Impact on Accessibility

Due to the factors previously discussed, the broad applicability of CTML’s principles is often in conflict with issues of accessibility. Mayer and Johnson (2008) proposed that boundary conditions are relevant to low-knowledge learners, but what of learners with other challenges, for example, vision impairment, hearing impairment, cognitive impairments, or low language proficiency? While such groups have traditionally been overlooked in research on multimedia learning, together they comprise a substantial, growing portion of the student body. The narrow focus of most cognitivist-derived educational research on neurotypical native English speakers raises concerns regarding the generalizability of such findings. In an experiment with non-native English speakers, Toh et al. (2010) found that learners exposed to temporally contiguous and verbally redundant instruction performed significantly better than those who experienced only audio narration. Surprisingly, some researchers have decried attempts to elevate the needs of second-language students or learners with disabilities. For example, the influential scholar Sweller (2005) has strongly advocated against the use of fully redundant text and narration as a waste of precious cognitive resources; despite admitting that “information that is redundant for one person may be essential for another” (Sweller, 2005, p. 165), he remains adamant that “information should be presented in a single form only, i.e., with all other versions and all unnecessary explanation eliminated” (p. 167).

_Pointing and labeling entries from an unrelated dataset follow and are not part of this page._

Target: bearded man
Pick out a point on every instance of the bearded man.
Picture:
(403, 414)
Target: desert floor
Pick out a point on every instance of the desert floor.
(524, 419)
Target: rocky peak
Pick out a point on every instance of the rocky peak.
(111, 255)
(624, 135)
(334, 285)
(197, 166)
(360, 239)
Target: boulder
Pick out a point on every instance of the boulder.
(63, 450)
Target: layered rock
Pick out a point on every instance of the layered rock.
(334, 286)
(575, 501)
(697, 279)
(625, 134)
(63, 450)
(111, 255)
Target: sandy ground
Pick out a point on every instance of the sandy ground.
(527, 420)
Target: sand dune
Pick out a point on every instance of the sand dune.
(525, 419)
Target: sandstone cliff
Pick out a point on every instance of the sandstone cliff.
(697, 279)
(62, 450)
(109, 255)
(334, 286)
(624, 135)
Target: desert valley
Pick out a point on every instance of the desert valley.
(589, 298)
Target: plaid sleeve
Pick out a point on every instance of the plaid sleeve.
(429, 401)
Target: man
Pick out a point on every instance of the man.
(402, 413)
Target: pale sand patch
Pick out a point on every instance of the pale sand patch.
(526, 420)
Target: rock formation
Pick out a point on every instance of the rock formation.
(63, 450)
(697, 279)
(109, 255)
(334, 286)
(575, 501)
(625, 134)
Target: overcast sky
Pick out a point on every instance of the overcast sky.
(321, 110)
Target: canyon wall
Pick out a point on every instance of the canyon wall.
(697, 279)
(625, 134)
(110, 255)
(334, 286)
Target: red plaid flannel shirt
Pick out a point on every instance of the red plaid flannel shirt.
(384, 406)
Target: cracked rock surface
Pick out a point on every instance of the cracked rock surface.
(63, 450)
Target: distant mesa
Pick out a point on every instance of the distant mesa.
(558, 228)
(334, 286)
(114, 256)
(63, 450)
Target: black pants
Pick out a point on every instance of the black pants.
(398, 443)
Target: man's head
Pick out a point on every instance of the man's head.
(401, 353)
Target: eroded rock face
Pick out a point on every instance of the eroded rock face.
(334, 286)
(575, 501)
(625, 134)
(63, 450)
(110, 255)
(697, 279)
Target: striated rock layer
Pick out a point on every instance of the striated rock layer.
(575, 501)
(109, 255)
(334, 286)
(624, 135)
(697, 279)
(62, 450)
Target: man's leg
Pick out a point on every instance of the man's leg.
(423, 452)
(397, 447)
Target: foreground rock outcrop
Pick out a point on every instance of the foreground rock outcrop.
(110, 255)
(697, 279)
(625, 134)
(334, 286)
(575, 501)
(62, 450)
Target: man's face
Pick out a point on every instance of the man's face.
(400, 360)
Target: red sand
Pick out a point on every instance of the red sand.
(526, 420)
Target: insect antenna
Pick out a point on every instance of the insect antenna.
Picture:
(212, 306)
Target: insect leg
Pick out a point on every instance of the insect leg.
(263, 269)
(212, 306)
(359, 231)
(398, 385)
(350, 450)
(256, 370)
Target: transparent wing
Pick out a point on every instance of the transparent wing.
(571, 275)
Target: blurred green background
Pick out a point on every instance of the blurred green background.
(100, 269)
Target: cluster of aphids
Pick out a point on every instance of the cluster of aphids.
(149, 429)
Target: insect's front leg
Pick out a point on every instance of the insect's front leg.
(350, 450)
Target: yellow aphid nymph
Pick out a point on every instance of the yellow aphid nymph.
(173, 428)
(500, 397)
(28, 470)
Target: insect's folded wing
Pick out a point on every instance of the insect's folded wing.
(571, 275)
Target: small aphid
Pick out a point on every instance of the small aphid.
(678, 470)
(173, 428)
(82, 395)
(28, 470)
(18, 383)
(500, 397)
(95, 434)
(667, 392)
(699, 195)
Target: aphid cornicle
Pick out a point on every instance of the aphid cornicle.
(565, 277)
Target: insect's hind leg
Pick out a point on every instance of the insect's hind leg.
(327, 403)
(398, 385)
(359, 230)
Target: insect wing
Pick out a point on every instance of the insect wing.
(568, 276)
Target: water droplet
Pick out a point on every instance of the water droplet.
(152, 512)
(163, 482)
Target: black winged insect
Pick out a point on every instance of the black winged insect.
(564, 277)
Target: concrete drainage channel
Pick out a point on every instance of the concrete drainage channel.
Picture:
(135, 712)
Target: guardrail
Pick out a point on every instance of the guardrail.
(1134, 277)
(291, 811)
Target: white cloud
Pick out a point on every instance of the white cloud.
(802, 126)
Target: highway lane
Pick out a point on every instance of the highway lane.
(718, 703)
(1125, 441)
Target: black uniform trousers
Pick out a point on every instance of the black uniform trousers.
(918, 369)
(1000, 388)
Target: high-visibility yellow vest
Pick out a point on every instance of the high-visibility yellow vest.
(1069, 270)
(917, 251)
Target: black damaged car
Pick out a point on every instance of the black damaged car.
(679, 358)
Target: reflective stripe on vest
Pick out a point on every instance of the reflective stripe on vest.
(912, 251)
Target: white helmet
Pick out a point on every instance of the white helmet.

This issue foregrounds the need for accessibility in online instruction. Relevant teaching theories such as Universal Design for Learning (Rose et al., 2006) urge us to adopt the most broadly accessible approach in every situation, as opposed to the most familiar, the most convenient, or the most exclusive. Many aspects of CTML are compatible with accessible learning frameworks such as Universal Design for Learning. The multimedia effect, contiguity, coherence, pretraining, signaling, and personalization are all helpful to learners with disabilities; only CTML’s modality and redundancy effects preclude the use of narration with redundant on-screen text. Regardless of its impact on neurotypical students’ test scores, the use of verbally redundant multimedia presentations frees hearing-impaired learners, students with low-language proficiency, and those studying in noisy environments from the need for captions. (In such cases, however, closed captions should still be made available for use with assistive technologies such as Braille terminals.)

Conclusion

Ongoing research that explores delivery styles for multimedia presentations should be considered fundamental to our practices. Advances in computer processing power, learning management systems, interactive programming technologies, and students’ familiarity with multimedia render experiments from more than a decade ago unsuitable as proxies for the modern distance learning experience. Mayer’s Cognitive Theory of Multimedia Learning has provided a useful framework for the development of online instruction. However, it remains a theory in flux, with multiple studies providing contrasting insights into the utility and efficacy of its many principles. Rather than adopt an unquestioning allegiance to CTML, today’s instructional designers should evaluate each principle’s effectiveness on a broad variety of learners within the context of modern online learning environments. Content creators must decide whether to design for an idealized audience with the caveat that boundary conditions may apply to others, or to consider just how few learners match this idealized conception – then design presentations that offer accessibility for the many.

To quantify the validity and applicability of Mayer’s multimedia learning principles to both general and nontraditional audiences, continued research is needed. Specifically, more quantitative research must be conducted on a variety of learners within actual online courses so that our accepted approaches to multimedia design can be contrasted with recent scholarship expanding or challenging those practices. Further discussion regarding the implication of multimedia theory on current practices should provide meaningful insights into our fundamental assumptions regarding instructional design and their impact, if any, on learners’ underlying cognitive processes.